Candidate: Chunyu Mao
Title: Scaling Permissioned Blockchains via Sharding
Date: October 13, 2022
Time: 11:00 am
Place: REMOTE ATTENDANCE
Supervisor(s): Golab, Wojciech
Traditional distributed systems, such as those used in banking and real estate, require a trusted third party to operate and maintain them, which is highly dependent on the reliability of the operator. Since Bitcoin was introduced by Nakamoto in 2008, blockchain technology has been considered as a promising solution to the trust issue raised by the traditional centralized approach. Blockchain is now used by most cryptocurrencies and has meaningful applications in other areas, such as logistics and supply chain management. However, scalability remains a major limitation. Various techniques are being investigated to tackle the scalability issue. Sharding is an intuitive approach to improve the scalability of blockchain systems. This thesis explores sharding techniques in permissioned blockchains.
First of all, two techniques are examined for interleaving the shards of permissioned blockchains, which are referred to as strong temporal coupling and weak temporal coupling. The analysis and experiment results show that strong coupling loses performance when different shards grow unevenly, but outperforms weak coupling in a wide-area environment due to its inherent efficiency. Weak coupling, in contrast, deals naturally with load imbalance across shards and in fact tolerates shard failures without any additional effort, but loses performance when running on a high-latency network due to the additional coordination performed.
Second, we propose Antipaxos, a leaderless consensus protocol that reaches agreement on multiple proposals with a fast path solution in the failure-free case, and falls back on a slow path to handle other cases. A new agreement problem, termed as k-Interactive Consistency is formalized first. Then, two algorithms to solve this problem are proposed under the crash failure model and Byzantine failure model, respectively. We prove the safety and liveness of the proposed algorithms, and present an experimental evaluation of their performance in the Amazon cloud. Both the crash-tolerant and Byzantine-tolerant designs reach agreement on n batches of proposals with (n2) messages. This leads to the linear complexity of each batch in one consensus cycle, rather than a single batch of proposals per cycle in conventional solutions. The experiments show that our algorithms achieve not only lower execution latency but also higher peak throughput in the failure-free case when deployed in a geo-distributed environment.
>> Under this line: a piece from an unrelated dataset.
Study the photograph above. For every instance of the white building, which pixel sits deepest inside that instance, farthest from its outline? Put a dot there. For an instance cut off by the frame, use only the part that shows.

Lastly, we introduce a full sharding protocol, Geochain, for permissioned blockchains. The transaction latency is minimized by clustering participants using their geographical properties--locality. In addition, the locality is also being used to decide the transaction placement which suggests a low ratio of cross-shard transactions for applications, such as everyday banking, retail payments, and electric vehicle charging. We also propose a client-driven efficient mechanism to handle cross-shard transactions and present an analysis. This enables clients to manage their assets across different shards directly. A prototype is implemented on top of Hyperleder Fabric v2.3 and evaluated on Amazon EC2. The experiments show that our protocol doubles the peak throughput even with a high ratio of cross-shard transactions while minimizing the transaction latency.